Chapter 1 Introduction

Proactive Data Management and Sharing, written by Carrie Wright and Candace Savonen, consulted with Nathan Boyd and the NCI office of data sharing

1.1 Motivation

The cancer research discipline has evolved into an increasingly complex mix of datasets - research projects are typically cross-disciplinary and contain many types of data in various formats. They often involve multiple collaborators generating data across different sites, with different data standards and infrastructure used to generate those data.
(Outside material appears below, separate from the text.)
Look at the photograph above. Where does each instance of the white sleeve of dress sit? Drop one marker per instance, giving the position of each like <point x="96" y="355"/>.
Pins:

Therefore, it is more important than ever to be well-versed in the best practices of data management and sharing.

Proper data management and sharing is a necessity for cancer research projects to succeed in positively impacting cancer care. Now, it is more important than ever to understand the appropriate methods and best practices in data management and sharing as you plan for your research. The NIH and other cancer research funders have implemented mandates that require you to proactively plan to manage and share your data.

As a member of the cancer research community, it is imperative that you maintain well-documented metadata and properly share your data. This will benefit you, your colleagues, and the larger community by broadening the reach of your data, enabling data reuse by others, and ultimately accelerating the pace of scientific discovery. This course aims to serve as a starting point to cover the basics of good data management and sharing practices.

1.2 Target Audience

The course is intended for individuals in biomedical scientists and program managers who want to learn the best practices and techniques for data management and sharing.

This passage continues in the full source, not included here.